1. At a Glance – The Comeback Kid with a GST Headache
₹39 stock price. ₹2,138 crore market cap. Quarterly sales of ₹484 crore. PAT of ₹28 crore. Quarterly EPS ₹0.50. TTM EPS ₹1.82. P/E around 28. ROCE 15.1%. ROE 11.8%. Debt-to-equity just 0.13.
And yet the stock is down 29% in one year and 14% in the last three months.
Welcome to Morepen Laboratories Ltd, a company that dominates Montelukast with 70% market share, rules Loratadine at 69%, and still manages to look like a mid-cap struggler in the stock market.
Q3 FY26 numbers (Dec 2025 quarter) show sales of ₹484 crore — highest in the last four quarters — and PAT of ₹28 crore. OPM back to 10%. But then you see a ₹117.94 crore GST show cause notice (stay granted by High Court), a QIP of ₹200 crore, and a business restructuring where medical devices are being hived off into a subsidiary.
Is this a clean pharma turnaround story?
Or a complicated family-owned pharma saga with a medical device side hustle?
Let’s open the lab coat and see what’s brewing.

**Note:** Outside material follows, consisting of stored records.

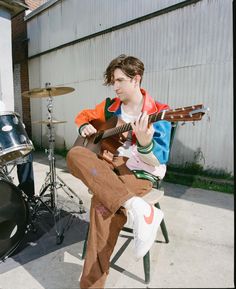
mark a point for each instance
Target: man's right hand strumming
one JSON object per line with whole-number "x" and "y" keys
{"x": 88, "y": 130}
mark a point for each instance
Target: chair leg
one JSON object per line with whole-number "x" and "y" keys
{"x": 163, "y": 226}
{"x": 85, "y": 244}
{"x": 146, "y": 266}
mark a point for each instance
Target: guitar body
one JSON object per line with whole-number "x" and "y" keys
{"x": 100, "y": 146}
{"x": 113, "y": 133}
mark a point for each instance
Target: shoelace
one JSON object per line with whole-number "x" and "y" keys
{"x": 130, "y": 219}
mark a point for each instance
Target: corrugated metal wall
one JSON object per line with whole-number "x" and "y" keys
{"x": 187, "y": 53}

2. Introduction – From Penny Stock to Pharma Contender?
Morepen is not a new kid on the Dalal Street block. It has been around for decades, survived the early 2000s pharma debt disasters, and quietly rebuilt itself.
Today it operates across:
- APIs
- Finished formulations
- OTC products under Dr. Morepen
- Medical devices (glucometers, BP monitors, strips)
It claims leadership in 6 APIs globally. Montelukast? 70%. Loratadine? 69%. Desloratadine? 49%.
That’s not small talk. That’s global dominance in anti-allergy and respiratory molecules.
But here’s the twist.
Despite being a volume leader, profitability isn’t blockbuster-level. TTM OPM is 8%. ROE is 11.8%. This isn’t Divi’s Labs territory. This is mid-tier grinder pharma.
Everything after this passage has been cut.